Limiting the amount of content to which users were exposed by friends or by Facebook pages or groups with which they sympathised
This experiment had the aim of isolating users from existing sources of influence and replacing them with others.

Researchers looked at which news stories arrived on the feeds of Facebook users in the US, then correlated this with how liberal or conservative users were
This study was looking at ideological separation in the US, essentially the echo chamber effect most often identified on social platforms.

After such massed ranks of academia had delivered their verdict on many aspects of his eyeballs-to-screens advertising business, a verdict that many would argue is far from complete, VP Clegg came back triumphant. Meta was Not Guilty.

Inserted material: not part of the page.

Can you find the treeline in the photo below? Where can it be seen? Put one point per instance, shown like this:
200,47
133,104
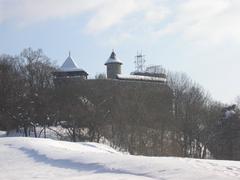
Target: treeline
178,119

Yet shade has already been cast on the data Meta made available.

In his post, VP Clegg, said that research process independent observer, Professor Michael Wagner of the University of Wisconsin, in his introduction to the papers, said that the changes made to the subjects' feeds "did not reduce polarization or improve political knowledge during the 2020 US election."

There's nothing Meta can do about it.

However, Professor Wagner also described the entire process as "independence by permission" which is a strange concoction of words.

According to science.org Meta "collaborated with 17 outside scientists who were not paid by the company, were free to decide what analyses to run, and were given final say over the content of the research papers. But to protect the privacy of Facebook and Instagram users, the outside researchers were not allowed to handle the raw data."

And therein lies the rub, so to speak. One would assume that such properly scientific research as Meta would have us believe has been conducted would be conducted to the highest standard. What we don't know is the extent to which Meta prevented exposure of certain aspects of the data. Privacy is their fig-leaf to hide behind, yet we're talking about proper academic research being conducted on what Meta thinks should be available, not what research requires. Can't professional researchers be trusted?

You can't blame the researchers. Some data is better than none at all and they are desperate to study such an unfolding human phenomenon as social media behaviour in all the detail they can.

There are another 12 research papers from the data still to drop.

My own belief is that social media is a reflection of ourselves, and a reflection of our societies, both bad and good. Technology has simply given individuals the ability to reach wider audiences, with whatever content they are reaching those wider audiences with. However, when someone is making money on the back of it, and making money whatever "it" is, then responsibilities, such as those responsibilities every single publishing business has to bear, sit firmly on those platforms too.

However, at the heart of a platform such as Meta's Facebook sits a content paradox. The content they don't want is actually the content they do want, but unlike conventional publishers, they want to fart and run away. It's the thing they can't say.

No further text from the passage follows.